Hujan yang mengobati kemaraumu

Aku mencintaimu dan hal itu bisa kaubaca dari mataku, mata yang tiga tahun lalu menatapmu. Saat itu, aku masih berumur tujuh belas tahun, di mata gadis seusiaku, kamu adalah pria sempurna. Lihatlah kacamatamu, lensa tidak terlalu tebal dengan frame berwarna hitam. Matamu sipit, tapi itu bukan kekurangan bagiku, mataku juga sipit, ya, mata kita sama. Hidungmu mancung dan rasanya aku ingin mendekatkan hidungku dengan hidungmu agar bisa kurasakan hela lembut napasmu. Pipimu tidak tirus, pas dengan rahang yang juga tak terlalu tegas. Bibirmu tipis, sempurna untuk menjatuhkan ciuman pertama.

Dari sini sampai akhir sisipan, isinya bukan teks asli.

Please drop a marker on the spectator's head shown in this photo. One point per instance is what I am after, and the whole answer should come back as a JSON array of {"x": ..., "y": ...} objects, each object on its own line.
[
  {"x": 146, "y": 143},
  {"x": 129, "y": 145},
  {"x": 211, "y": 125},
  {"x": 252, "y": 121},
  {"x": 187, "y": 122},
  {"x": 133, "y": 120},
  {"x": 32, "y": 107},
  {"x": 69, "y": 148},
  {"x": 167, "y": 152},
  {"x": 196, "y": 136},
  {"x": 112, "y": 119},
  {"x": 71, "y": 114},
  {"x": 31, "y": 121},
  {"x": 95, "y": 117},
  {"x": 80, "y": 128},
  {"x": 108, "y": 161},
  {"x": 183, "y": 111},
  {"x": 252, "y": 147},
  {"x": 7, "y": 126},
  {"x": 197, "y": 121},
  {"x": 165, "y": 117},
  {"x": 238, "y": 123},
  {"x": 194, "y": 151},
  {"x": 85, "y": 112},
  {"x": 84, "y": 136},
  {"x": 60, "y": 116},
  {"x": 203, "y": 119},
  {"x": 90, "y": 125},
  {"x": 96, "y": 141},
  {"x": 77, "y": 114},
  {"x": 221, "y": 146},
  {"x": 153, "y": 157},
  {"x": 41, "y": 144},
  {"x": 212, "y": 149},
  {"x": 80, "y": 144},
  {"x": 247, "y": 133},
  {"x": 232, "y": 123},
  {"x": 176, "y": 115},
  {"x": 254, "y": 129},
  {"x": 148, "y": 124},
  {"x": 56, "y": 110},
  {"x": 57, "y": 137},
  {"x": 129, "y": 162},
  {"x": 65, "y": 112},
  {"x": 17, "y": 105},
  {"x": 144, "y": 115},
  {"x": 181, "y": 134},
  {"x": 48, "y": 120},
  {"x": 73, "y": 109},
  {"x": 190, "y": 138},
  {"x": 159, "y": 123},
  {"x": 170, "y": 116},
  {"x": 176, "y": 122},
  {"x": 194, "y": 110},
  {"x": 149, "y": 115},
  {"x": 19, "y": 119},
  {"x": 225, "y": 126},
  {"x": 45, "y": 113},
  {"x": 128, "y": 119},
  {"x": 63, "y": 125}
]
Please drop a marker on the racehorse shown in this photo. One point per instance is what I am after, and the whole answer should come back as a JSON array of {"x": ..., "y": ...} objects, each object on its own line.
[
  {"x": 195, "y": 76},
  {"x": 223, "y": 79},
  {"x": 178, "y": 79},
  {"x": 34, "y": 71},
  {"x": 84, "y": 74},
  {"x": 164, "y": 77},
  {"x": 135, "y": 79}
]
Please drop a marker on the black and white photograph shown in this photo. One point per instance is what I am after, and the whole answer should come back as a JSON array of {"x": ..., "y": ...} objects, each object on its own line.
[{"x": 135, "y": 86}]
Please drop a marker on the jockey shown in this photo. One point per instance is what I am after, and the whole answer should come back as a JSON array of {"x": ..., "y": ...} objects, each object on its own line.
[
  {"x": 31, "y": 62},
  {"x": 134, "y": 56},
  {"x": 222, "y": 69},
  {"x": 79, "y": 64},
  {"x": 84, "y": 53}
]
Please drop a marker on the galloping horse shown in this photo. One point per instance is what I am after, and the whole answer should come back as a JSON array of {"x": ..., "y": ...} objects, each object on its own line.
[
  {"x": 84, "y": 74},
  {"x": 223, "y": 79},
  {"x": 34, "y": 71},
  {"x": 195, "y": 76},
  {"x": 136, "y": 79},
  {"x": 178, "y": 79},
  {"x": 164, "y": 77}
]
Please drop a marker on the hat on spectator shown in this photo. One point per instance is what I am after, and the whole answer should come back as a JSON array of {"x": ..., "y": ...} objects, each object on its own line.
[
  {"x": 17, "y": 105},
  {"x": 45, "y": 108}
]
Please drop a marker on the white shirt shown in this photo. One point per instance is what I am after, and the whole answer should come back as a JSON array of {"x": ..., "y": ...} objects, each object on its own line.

Aku mencintaimu dan hal itu masih bisa kaubaca hingga saat ini. Saat kita duduk berdua, menatap ramainya Jalan Raya Bogor malam ini. Pada akhirnya, aku bertemu lagi denganmu, pria yang kucari bertahun-tahun lamanya. Mungkin, wajahku terlihat lebih segar karena aku menyembunyikan jutaan peluh, ribuan keringat, ketika terseok-seok kelelahan mencari keberadaan dirimu. Sekarang, kita ada di sini, kamu di kursi kemudi, aku duduk di sebelah kiri, membicarakan masa lalu yang tidak pernah mati.

Aku mencintaimu dan kamu tak akan pernah tahu sosokmu selalu ada dalam novelku. Malam ini, kita bercerita banyak hal, kamu bertanya soal karya-karyaku dan aku berusaha memahami semua pekerjaanmu. Berkali-kali aku melirik ke arahmu, kacamatamu yang memantulkan cahaya lampu jalanan, mengingatkanku pada sosokmu tiga tahun lalu. Waktu kita bertemu di bus menuju Yogyakarta. Cara bicaramu, tawamu, helaan napasmu benar-benar tak berubah. Aku merasakan detak yang sama, kecanggung yang sama, seperti tiga tahun lalu ketika pertama kali aku bertemu denganmu.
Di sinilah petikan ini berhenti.